The Richardsons and the Grindleys are prosperous families, neighbours whose lives are entwined and whose relations are usually cordial. Lady Richardson, matriarch of Wyncrag, rules her extended family with an iron fist, and has alienated most of the younger generation. Peter Grindley, ostensibly a man of reason, is keen to acquire his brother Hal's shares in the family company, since Hal has been out of touch for nearly twenty years.
But the cheerful facade of snow, skating, preparations for Christmas and amiable family reunions is paper-thin, threatened from within (there are some deadly secrets in the Richardson family) and without (the threat of war with Germany looms large, and Alix's brother Edwin's new lover is a Jewish refugee).

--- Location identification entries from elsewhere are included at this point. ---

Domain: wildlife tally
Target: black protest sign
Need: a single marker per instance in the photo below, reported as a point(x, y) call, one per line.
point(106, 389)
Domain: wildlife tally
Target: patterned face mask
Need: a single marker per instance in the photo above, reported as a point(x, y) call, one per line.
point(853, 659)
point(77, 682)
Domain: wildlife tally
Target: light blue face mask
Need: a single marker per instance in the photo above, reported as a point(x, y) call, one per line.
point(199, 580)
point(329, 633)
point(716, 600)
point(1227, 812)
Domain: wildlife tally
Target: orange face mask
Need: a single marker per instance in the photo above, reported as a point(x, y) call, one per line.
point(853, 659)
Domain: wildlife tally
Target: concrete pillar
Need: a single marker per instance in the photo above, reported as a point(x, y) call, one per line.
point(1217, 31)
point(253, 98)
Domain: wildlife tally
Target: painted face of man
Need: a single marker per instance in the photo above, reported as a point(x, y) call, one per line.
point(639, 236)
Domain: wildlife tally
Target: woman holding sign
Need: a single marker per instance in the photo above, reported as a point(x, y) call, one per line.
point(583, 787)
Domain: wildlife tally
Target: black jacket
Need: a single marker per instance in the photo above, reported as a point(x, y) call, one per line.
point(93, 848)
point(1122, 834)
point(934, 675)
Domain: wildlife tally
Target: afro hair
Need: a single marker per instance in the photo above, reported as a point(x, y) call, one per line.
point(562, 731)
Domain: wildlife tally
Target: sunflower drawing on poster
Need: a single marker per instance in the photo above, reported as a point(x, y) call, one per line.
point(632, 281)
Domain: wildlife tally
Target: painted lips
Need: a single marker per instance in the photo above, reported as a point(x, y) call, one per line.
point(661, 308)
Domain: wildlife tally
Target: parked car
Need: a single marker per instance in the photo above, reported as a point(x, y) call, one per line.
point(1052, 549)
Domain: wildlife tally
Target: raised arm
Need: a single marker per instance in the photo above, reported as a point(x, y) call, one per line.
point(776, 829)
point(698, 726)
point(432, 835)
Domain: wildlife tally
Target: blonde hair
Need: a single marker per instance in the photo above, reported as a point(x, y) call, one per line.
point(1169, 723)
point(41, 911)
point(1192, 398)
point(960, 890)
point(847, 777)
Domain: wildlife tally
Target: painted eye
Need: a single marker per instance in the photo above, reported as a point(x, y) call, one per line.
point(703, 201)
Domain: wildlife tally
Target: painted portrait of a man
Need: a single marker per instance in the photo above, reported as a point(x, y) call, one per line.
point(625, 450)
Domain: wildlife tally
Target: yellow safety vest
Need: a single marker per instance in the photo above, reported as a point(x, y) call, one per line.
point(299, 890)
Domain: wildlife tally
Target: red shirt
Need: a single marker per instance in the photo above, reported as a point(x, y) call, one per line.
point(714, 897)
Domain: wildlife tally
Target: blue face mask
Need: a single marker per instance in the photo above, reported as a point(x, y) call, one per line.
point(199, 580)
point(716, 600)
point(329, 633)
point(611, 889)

Edmondson writes the smooth-rubbed conflicts of family life, as well as the casual affection, so very well: this was what hooked me, years ago, on the Mountjoy books (written as Elizabeth Pewsey), and though it's not always a prominent theme, The Frozen Lake is full of family intrigue. The dialogue flows well, and is often very funny, and the strands of the story -- as seen from the viewpoints of multiple characters -- tie together to tell a dark and complex tale. It's not all gloom, though: there is a satisfactory, though quiet, romance, and happy endings for the deserving majority.
A delight to read this on one of the hottest days of the summer! It's as evocative of grand wintry landscapes and a lost way of life as Arthur Ransome's Winter Holiday, which I used to regularly reread in the summer holidays.